Bill 147 would have gone far beyond the rental-length change. County planning materials said it would repeal the current definitions for bed-and-breakfast establishments and short-term vacation rentals, then replace them with new categories for B&B, Host, STVR and TVR. It also would have created a new enforcement fund and set escalating penalties, starting at $5,500 for a first violation and rising to $10,000 for third and subsequent violations.

The commission’s delay came after strong pushback from local farmers who run farmstays and from other hosts who said the draft could disrupt legitimate small businesses in rural parts of Hawaii Island. Written testimony included South Kona farm and hosted-rental operator Heather Korotie, who said she has a small fruit and vegetable farm, and B&B host Rachelle Onaka, who urged commissioners to grandfather existing approved operations and argued that a 30-day minimum would be more workable than 180 days. Other testimony warned that redefining TVRs to cover stays shorter than 180 days would create uncertainty for operators who have relied on the existing framework for years.
Commission chair Louis Daniele asked for more time to digest the bill and to offer additional recommendations and amendments. The panel sent the measure back to the calendar for July 2, leaving open the central fights that have shadowed the proposal for months: how to distinguish hosted stays from unhosted vacation rentals, where hosted rentals should be allowed, and how aggressively the county should police properties that appear online but are not properly registered.

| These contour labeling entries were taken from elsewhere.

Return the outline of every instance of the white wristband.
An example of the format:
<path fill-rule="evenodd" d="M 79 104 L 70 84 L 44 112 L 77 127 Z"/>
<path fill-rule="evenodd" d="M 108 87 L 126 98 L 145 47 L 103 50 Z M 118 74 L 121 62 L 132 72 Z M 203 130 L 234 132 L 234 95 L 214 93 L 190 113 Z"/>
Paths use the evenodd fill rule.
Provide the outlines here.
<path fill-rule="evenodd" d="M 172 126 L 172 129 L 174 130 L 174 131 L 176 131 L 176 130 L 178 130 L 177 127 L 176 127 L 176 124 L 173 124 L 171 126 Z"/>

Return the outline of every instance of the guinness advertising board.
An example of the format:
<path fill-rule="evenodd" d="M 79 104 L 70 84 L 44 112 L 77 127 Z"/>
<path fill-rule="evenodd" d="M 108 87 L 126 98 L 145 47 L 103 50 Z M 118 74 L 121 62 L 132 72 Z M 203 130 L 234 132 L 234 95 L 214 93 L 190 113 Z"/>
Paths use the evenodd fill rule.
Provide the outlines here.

Those questions have been building since the Hawaii County Council committee forwarded the bill on April 7 to the planning director and the two planning commissions for review. The county adopted Ordinance No. 18-114, also known as Bill 108, in November 2018, and planning staff have said Bill 147 is meant to update that older system because rental activity spread into residential and agricultural areas and became harder to regulate. County officials also hired Hunden Partners in 2025 to examine the economic impact of short-term rentals, and staff have said several parts of Bill 147 generally match that study’s recommendations. The next hearing will test whether the county can tighten enforcement without undercutting farmstays and other rural operators that depend on visitors to stay afloat.